Abstract:

BACKGROUND: Studies have shown that cell apoptosis can increase free radical, elevate Ca2+ concentration, and decrease mitochondrial membrane potential, ultimately reducing motor function. Therefore, understanding of relationship between apoptosis and exercise training is very important.
OBJECTIVE: To summarize questions recording muscle exercise and apoptosis in skeletal muscle.
METHODS: A computer-based online search of CNKI (http://dlib.cnki.net/kns50/index.aspx), and PubMed (http://www.ncbi.nlm.nih.gov/pubmed/) was performed to collect articles published between January 1990 and June 2009 with the key words “muscle exercise, apoptosis in the skeletal muscle” in Chinese and English, respectively. Articles highly correlated with current status and development of muscle exercise and apoptosis in the skeletal muscle were included: ①studies on apoptosis in the skeletal muscle; ②studies concerning exercise and apoptosis in the skeletal muscle; ③studies involving gene regulation of exercise-induced apoptosis in the skeletal muscle; ④studies on molecular mechanism of apoptosis in the skeletal muscle; ⑤studies published in latest journal or similar field. Repetitive studies were excluded.

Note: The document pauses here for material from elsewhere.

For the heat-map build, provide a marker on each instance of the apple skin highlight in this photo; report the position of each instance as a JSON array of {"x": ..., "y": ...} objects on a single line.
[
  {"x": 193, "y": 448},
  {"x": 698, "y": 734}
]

RESULTS AND CONCLUSION: After exercise, apoptosis occurs in normal muscle or muscle under pathologic state. The apoptosis of skeletal muscle cells is similar to common cell apoptosis, including karyopyknosis, plasma membrane vacuole, cell organ shrinking, and apoptotic body formation. The apoptosis process is classified into three stages: initial, effector, and degradation stages. The increased apoptosis in the skeletal muscle is the primary reason for sports fatigue. Currently, studies of gene regulation of apoptosis in the skeletal muscle focus on apoptosis regulatory factor Bcl-2 protein, tumor necrosis α and death protease cysteine aspartase. The bcl-2 inhibits opening of mitochondrial permeability transition pore, suppresses proapoptosis protein release from mitochondria, and prevents mitochondrial membrane lipid peroxidation and mitochondrial matrix Ca2+ release to play anti-apoptotic effect. Tumor necrosis family plays an important role in initializing death factor and its receptor pathways, which depends on death ligand binding death receptor to activate cysteine aspartase and lead to cell apoptosis. The exploration of the relationship between exercise intensity and apoptosis and necrosis in skeletal muscle assists better understanding of the movement mechanism of exercise-induced fatigue and effectively reducing fatigue.